“Why should we negotiate face-to-face? Isn’t it more efficient to text, e-mail or even pick up the phone?”
I get asked this a lot. And I often end up recommending a face-to-face meeting. Why? Here’s my Top 5 Reasons to Negotiate Face-to-Face.
1. Easier to get a “yes”
It’s much easier to say “no” by text or e-mail or even the phone than it is in person. If you want a “yes,” meet face-to-face.
Sophisticated sales professionals know that if they can get a face-to-face meeting with a prospect, it’s a big deal. It doesn’t guarantee a “yes,” but it moves you strongly in the right direction.
2. Better at building rapport and relationships
Some can masterfully build rapport and relationships online through texts, e-mail and social media. Doing this is a real art.
More folks, however, excel at relationship and rapport-building in person. For most, it’s just easier to build relationships face-to-face than electronically.
Of course, this may be generational. Kids today are growing up with an intravenous connection to their smart phones.
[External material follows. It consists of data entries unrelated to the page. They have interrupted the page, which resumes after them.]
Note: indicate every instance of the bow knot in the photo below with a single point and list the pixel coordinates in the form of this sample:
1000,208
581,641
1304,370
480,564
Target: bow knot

So this might be changing.
But for the business professional now, you can’t duplicate the rapport and relationship-building opportunity of a face-to-face meeting, especially early in a negotiation.
3. More effectively read non-verbal signals
Researchers estimate the human face can project more than 250,000 different expressions.
Non-verbal signals like facial expressions and body language, plus tone, and even elements of sincerity and truthfulness, can only be evaluated in person or, to a lesser degree, by phone.
In a recent New York Times article M.I.T. professor Sherry Turkle, author of “Reclaiming Conversation: The Power of Talk in the Digital Age,” notes that technology was a significant factor in research finding a “40 percent decline in empathy among college students, with most of the decline taking place after 2000.”
Effectively exhibiting empathy and accurately reading the non-verbal signals of others are crucial skills in most negotiations – and don’t really take place except in face-to-face settings.
4. Lessens likelihood of miscommunication
How many of us have jumped to inaccurate conclusions about another’s intent or position based on a text or e-mail? It’s easy to do this.
If we were in a face-to-face meeting and weren’t sure of a person’s meaning, many naturally would ask “what do you mean?”
This immediate interactivity and ability to instantaneously explore a person’s meaning or fundamental interests can be crucial in negotiations. Yet this is often lost or less likely to occur when communicating electronically.
5. Increase efficiency
Finally, e-mail and text inherently seem more efficient than meeting in person. Just write and send, right?
Yet sometimes we go back and forth with e-mails and written offers and counters, sometimes taking weeks to narrow the gaps and resolve the issues.
That same back-and-forth process can often be accelerated and more efficiently conducted in person, which is a major benefit of mediation (an in person negotiation with an independent third party mediator who effectively manages the process).
Now don’t get me wrong – I am a big fan of texting, e-mail and the extraordinary benefits of new technology (check out my column next month on my Top Five Reasons to Negotiate through Technology).
But there’s a time and a place to negotiate through technology, and a time and a place to meet in person.